For starters, he notes, it’s important for IT managers to realize that archiving data to secondary storage doesn’t mean it won’t be readily accessible. On the contrary, he says, archived data can be retrieved almost as quickly as primary data because there aren’t as many demands on archive storage tiers.
Granted, such use will vary from sector to sector, but Crump points out that “primary storage is responding to hundreds, if not hundreds of thousands, of recall requests per second, while an archive typically responds to one or two per hour. Archives are usually busier dealing with inbound write traffic than old data being accessed. With less I/Os to respond to, disk-based archive storage can respond to individual requests almost as fast as primary storage.”

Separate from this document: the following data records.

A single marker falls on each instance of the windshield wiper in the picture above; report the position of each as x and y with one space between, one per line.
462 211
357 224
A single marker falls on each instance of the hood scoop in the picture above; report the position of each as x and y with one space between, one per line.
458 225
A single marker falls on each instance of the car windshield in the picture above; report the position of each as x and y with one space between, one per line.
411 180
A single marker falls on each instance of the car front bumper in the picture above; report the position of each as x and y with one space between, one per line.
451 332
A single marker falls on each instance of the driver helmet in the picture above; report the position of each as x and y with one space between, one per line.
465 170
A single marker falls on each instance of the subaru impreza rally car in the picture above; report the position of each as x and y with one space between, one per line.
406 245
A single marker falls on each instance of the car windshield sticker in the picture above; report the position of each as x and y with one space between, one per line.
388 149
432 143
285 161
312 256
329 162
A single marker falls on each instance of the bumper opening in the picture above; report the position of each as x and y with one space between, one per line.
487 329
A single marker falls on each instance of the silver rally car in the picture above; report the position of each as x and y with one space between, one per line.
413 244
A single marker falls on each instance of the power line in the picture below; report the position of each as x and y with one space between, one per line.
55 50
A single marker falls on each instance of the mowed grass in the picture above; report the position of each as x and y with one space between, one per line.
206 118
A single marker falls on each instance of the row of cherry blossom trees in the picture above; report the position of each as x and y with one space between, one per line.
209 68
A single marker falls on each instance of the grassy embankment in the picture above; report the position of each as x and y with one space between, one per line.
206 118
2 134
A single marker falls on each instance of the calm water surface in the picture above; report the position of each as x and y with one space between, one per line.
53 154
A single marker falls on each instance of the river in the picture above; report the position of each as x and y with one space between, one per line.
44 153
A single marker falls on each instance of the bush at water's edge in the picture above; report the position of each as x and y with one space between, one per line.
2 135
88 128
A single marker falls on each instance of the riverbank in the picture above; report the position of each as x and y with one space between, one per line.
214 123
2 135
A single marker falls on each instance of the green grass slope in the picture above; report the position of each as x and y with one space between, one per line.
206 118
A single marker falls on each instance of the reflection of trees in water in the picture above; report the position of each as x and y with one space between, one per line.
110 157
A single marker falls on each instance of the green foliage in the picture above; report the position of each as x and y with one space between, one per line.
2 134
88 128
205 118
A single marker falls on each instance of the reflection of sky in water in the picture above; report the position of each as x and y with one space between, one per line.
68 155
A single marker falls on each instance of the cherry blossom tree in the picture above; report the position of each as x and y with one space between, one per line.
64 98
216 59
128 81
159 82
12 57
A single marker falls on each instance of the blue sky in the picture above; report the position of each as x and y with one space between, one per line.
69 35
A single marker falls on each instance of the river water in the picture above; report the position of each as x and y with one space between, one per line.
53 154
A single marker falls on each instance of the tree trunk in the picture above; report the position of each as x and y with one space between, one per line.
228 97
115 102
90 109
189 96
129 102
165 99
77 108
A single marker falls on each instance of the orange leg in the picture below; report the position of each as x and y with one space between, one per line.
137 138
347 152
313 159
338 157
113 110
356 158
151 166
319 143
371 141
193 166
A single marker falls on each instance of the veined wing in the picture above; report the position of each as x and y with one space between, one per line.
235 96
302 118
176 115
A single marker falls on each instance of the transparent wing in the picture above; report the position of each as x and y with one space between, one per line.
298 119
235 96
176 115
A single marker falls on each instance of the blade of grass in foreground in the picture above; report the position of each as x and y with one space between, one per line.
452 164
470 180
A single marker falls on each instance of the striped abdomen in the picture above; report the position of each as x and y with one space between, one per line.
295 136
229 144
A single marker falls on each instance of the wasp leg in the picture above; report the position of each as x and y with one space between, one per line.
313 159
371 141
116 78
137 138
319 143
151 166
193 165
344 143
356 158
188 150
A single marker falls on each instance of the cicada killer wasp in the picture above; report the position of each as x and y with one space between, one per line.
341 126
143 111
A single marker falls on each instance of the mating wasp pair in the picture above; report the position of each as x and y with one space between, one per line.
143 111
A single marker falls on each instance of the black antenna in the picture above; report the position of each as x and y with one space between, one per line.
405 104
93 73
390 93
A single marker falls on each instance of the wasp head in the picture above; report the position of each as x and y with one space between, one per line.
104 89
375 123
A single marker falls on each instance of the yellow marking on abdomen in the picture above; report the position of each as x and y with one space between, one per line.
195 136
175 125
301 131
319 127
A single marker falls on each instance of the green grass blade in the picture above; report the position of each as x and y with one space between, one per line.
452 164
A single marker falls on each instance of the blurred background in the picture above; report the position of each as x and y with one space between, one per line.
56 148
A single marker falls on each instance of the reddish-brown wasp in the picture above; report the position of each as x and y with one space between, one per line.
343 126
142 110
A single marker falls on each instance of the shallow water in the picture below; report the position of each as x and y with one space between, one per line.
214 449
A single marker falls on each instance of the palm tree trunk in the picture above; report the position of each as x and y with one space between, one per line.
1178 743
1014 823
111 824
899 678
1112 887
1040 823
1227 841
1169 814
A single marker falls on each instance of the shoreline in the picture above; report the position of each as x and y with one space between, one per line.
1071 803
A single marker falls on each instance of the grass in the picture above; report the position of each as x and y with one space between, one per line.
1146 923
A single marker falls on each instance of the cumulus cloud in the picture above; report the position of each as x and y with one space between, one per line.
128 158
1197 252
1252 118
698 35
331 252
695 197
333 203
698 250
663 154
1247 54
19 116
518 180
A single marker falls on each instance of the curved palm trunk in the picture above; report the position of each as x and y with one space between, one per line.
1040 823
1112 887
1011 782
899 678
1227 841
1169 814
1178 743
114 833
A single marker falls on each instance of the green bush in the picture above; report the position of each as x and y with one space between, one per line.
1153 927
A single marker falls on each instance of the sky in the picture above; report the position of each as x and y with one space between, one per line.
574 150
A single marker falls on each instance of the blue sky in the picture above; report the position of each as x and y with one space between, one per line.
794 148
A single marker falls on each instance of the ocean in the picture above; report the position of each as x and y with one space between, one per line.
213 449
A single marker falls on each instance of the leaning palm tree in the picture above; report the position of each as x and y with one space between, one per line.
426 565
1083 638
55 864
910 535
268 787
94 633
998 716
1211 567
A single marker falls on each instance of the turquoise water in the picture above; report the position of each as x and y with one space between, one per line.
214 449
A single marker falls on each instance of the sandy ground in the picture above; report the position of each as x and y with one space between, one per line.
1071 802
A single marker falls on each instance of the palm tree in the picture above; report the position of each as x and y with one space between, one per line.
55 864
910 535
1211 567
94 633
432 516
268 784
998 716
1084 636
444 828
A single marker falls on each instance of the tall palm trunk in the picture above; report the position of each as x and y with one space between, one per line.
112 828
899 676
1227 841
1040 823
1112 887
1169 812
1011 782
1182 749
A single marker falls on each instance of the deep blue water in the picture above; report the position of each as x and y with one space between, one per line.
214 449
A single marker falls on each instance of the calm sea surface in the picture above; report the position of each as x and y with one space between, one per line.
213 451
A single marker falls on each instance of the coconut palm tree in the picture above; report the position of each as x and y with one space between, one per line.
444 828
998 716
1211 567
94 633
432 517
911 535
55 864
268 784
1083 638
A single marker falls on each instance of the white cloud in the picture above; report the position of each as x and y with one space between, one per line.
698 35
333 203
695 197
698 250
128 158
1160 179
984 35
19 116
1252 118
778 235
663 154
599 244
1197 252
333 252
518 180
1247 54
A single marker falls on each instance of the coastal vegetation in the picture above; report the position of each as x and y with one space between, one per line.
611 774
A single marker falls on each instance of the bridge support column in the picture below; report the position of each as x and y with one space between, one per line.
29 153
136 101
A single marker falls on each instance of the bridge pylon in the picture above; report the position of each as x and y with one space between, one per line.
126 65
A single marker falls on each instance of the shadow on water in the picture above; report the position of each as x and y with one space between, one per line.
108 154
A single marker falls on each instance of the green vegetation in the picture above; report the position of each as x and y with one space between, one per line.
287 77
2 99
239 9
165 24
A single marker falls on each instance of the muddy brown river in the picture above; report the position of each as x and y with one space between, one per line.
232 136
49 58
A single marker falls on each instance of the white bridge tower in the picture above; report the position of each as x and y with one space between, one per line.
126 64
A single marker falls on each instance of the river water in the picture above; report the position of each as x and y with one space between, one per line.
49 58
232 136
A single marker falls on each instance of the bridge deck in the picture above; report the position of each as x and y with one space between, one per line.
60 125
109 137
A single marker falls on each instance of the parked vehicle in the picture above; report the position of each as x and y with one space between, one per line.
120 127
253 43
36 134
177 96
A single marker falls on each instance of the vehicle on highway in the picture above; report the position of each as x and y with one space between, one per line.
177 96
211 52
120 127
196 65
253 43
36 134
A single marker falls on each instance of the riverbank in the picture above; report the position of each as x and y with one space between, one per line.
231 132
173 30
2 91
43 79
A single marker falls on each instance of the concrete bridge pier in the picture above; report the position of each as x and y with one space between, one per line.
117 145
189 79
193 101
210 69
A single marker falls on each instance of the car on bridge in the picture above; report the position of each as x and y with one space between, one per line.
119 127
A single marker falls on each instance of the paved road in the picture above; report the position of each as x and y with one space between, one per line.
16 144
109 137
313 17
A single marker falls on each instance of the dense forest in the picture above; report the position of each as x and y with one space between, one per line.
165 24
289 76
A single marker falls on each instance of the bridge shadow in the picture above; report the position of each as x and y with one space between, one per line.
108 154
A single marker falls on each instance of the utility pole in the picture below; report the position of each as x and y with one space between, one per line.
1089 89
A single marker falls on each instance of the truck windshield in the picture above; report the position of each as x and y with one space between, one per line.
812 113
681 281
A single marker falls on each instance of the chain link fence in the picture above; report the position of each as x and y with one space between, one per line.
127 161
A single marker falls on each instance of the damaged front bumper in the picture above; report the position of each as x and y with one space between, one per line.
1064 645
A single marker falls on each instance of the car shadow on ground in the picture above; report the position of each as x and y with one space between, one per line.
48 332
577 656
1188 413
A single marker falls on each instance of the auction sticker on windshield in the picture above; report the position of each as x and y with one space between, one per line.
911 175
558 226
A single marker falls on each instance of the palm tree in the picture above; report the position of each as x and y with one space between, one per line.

Next, he says, a “logical enterprise data archiving strategy is to archive data on an as-needed basis -- typically, as those primary systems come off of maintenance, have reached end of life or are full to the point that more capacity or another primary storage system must be purchased. You'll want to know how much of the data on that array can be archived. With that information, you should buy just that amount of storage from your archive vendor, enabling you to put off the purchase of a primary storage system or to run a much smaller high-performance storage system.”
Of course, Crump says, if an aggressive enterprise data archiving strategy is followed, then IT managers should prepare for more frequent data recalls from users. The key is to “make sure most of those recalls can occur without IT interruption. That means you need to select software that can set transparent links between where the file used to be and where it is on the archive. It's also important to remember the archive might be multistep, on-premises disk to tape or on-premises disk to the cloud, which means that these links must be updated with the file location each time it moves to another storage device.”
Finally, Crump points out that archiving is something that should be looked at as a storage diet that's done every so often. Instead, he says, “it’s an organizational change that occurs gradually and, once fully applied, never stops.”